I check the reason. The costs are coming from a small landing page with 2 images. It is hosted through CloudFront. I thought this was a nifty, low-maintenance, high-performance solution. Amazon takes care of everything.
Turns out I didn't configure rate limits using the AWS WAF & Shield feature. Some anonymous guy who hates this landing page performs a burst DDoS attack, and I'm eating the cost. Whoops.
I configure the WAF rate limit rules. Why doesn't Amazon take care of this? Rate limits should be turned on by default. They're actually quite complicated to set up! I spent several hours. It's an investment in learning.
Another month goes by. The costs spike even higher. It's the same kind of DDoS spikes. What, aren't my rate limit rules working? I check them. Duh, this is even less intuitive than I thought. I made a wrong choice and the limits were ineffective. Fix that. This should work now.

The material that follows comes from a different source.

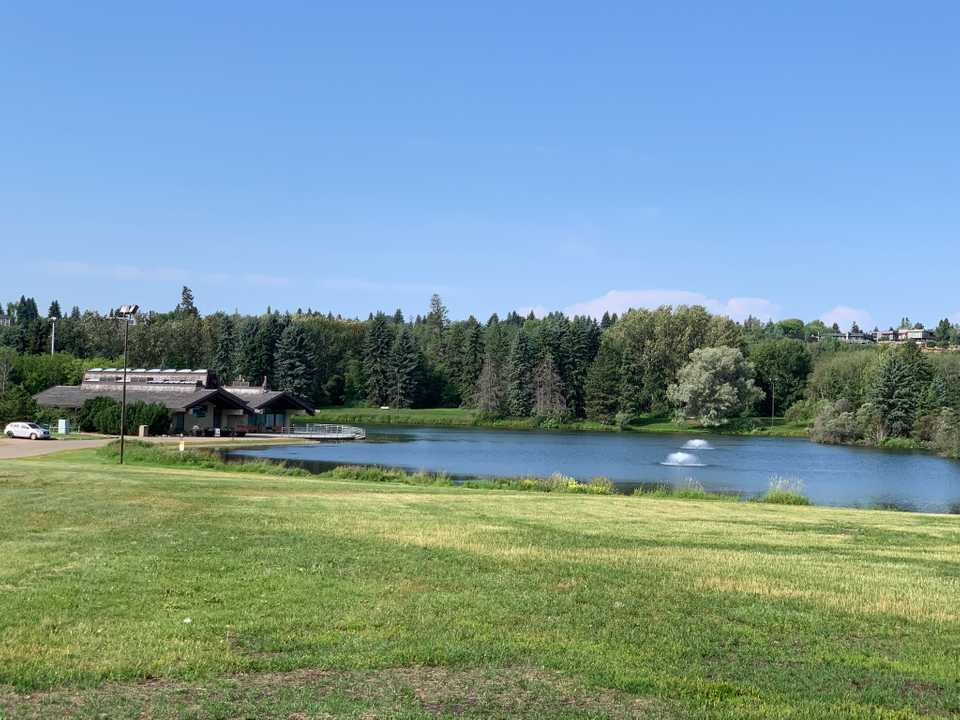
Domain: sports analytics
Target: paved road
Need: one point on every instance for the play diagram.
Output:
(27, 448)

Another month. The costs are even higher! What? It's the same kind of DDoS spikes. Except, now the rate limits are working. Most of the requests are blocked. But not the first seconds! Amazon says it: rate limits aren't effective immediately. The service takes time to determine the limits were exceeded. During the first few seconds, millions of requests are served, and I pay the bill.
OK. I configure even lower rate limits. Maybe this will help...? Another month goes by. Costs are even higher. Same DDoS burst attacks continue.
I contact Amazon support. I point out this is a problem. They say, we have Shield Advanced, it has better protection against spike attacks. Well, maybe. But the cost is $3,000 per month. For a landing page with 2 images.
So I create a budget EC2 instance and move the page to that. Low-tech solutions for high-tech problems.
As far as I can tell, and Amazon support confirms this, there is no cost-effective solution. CloudFront is dangerous to use. Even with WAF rate limits.
If you have $3,000 bucks to spare for Shield Advanced each month, maybe that works better. Maybe even that is not quite there. (Support says Shield Advanced gives a full refund in case of spike attack. They wouldn't need refunds if rate limits were effective!)
Conceptually, the problem is easy to solve. There should be a rate limit configurable per CloudFront node. Then each node can enforce its individual rate limit, and it can do so immediately. Then, the existing distribution-wide rate limits can kick in on top of that.
I heard CloudFlare has better solutions for this. If someone keeps picking on this poor landing page, maybe I'll try that.